Monnaie de l’enfer (@ Travelfish)

Des origines qui remontent à la nuit des temps

Derrière ces pratiques folkloriques se cache un culte très ancien, que la culture chinoise partage avec beaucoup d’autres et qui est bien antérieure à l’ère chrétienne : celui des ancêtres. A l’automne, des sacrifices étaient offerts aux ancêtres, dans l’espérance de bonnes moissons.

Dans les premiers siècles de notre ère, le taoïsme a enrichi ce culte en décrivant les dix tribunaux des enfers devant lesquelles les âmes des défunts doivent comparaitre pour être jugées et payer pour leurs péchés. Tant qu’ils n’en ont pas fini avec ce processus long et douloureux, ils errent dans le monde souterrain où la nourriture est rare et la vie, difficile. Mais, un mois par an, le septième mois du calendrier chinois, les portes de l’enfer s’ouvrent et les esprits peuvent temporairement rejoindre le monde des vivants et requérir leur aide pour améliorer leur ordinaire ou raccourcir leur séjour aux enfers.
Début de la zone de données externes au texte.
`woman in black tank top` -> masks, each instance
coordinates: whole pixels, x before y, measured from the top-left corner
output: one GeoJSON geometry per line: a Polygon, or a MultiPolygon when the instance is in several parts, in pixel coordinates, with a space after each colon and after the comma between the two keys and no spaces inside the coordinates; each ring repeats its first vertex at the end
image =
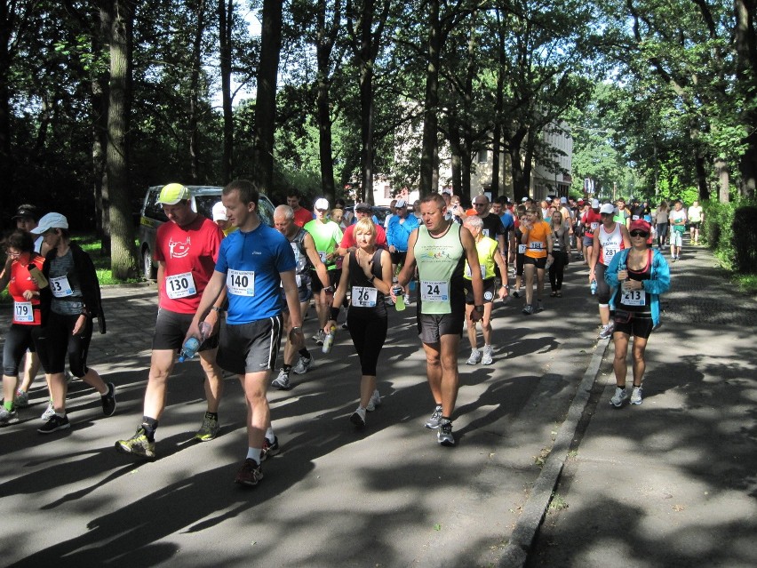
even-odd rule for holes
{"type": "Polygon", "coordinates": [[[349,253],[342,265],[339,285],[334,294],[331,318],[326,324],[327,333],[336,328],[339,306],[351,291],[349,329],[352,342],[360,358],[360,404],[350,416],[357,428],[365,426],[365,415],[380,404],[376,388],[376,367],[378,355],[386,339],[387,315],[384,296],[392,286],[392,260],[389,252],[376,248],[376,226],[370,219],[362,219],[355,227],[357,249],[349,253]]]}

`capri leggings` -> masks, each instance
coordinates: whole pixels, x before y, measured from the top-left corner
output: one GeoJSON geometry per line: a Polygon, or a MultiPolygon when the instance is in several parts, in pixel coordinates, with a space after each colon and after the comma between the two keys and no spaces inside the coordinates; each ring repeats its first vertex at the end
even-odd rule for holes
{"type": "Polygon", "coordinates": [[[381,353],[381,348],[384,347],[384,340],[386,339],[388,318],[385,315],[383,317],[377,316],[363,319],[353,313],[357,311],[356,309],[350,309],[347,328],[355,345],[355,350],[357,351],[357,356],[360,357],[361,373],[364,376],[375,377],[378,355],[381,353]]]}
{"type": "Polygon", "coordinates": [[[84,329],[74,335],[74,326],[78,319],[77,315],[63,316],[50,312],[47,324],[34,332],[35,345],[44,372],[63,372],[68,353],[71,374],[79,379],[87,374],[87,352],[92,338],[92,320],[87,317],[84,329]]]}
{"type": "Polygon", "coordinates": [[[27,349],[34,351],[32,330],[36,325],[19,325],[12,324],[5,335],[5,347],[3,348],[3,374],[15,377],[19,374],[19,365],[27,349]]]}
{"type": "Polygon", "coordinates": [[[610,284],[604,279],[606,269],[607,267],[602,262],[597,262],[594,267],[594,277],[597,279],[597,300],[600,306],[607,306],[610,303],[610,284]]]}

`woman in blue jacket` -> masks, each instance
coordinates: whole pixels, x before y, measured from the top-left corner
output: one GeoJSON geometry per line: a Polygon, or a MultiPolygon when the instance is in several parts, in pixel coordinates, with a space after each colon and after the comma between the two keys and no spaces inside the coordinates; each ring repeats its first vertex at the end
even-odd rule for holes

Le bouddhisme a donné à ce rituel une tournure plus spirituelle, qui renvoie à la piété filiale. La tradition rapporte qu’un des plus proches disciples de Bouddha qui avait atteint l’éveil avait eu une vision de sa mère souffrant comme fantôme affamé. Il essaya de lui faire parvenir un bol de riz, mais celui-ci prit feu lorsqu’elle le prit dans ses mains. Sur le conseil de Bouddha, il offrit de la nourriture à des moines et sa mère put enfin sortir des enfers pour se réincarner en chien.

Dans ce contexte, les offrandes peuvent être faites aussi bien dans les temples que chez soi, sachant que la plupart des famille chinoises ont chez elles un autel réservé aux ancêtres. Ce qui importe est moins l’ampleur et les prix des offrandes, comme certains le pensent, que la sincérité de la démarche et la profondeur des prières. Il est préférable de faire des donations à des organisations caritatives plutôt que de transformer des fortunes en fumée. Durant ce mois, la plupart des temples organisent des cérémonies destinées à aider les esprits errants.

 

Pendant le festival des fantômes affamés, des cérémonies sont organisées dans les temples bouddhistes.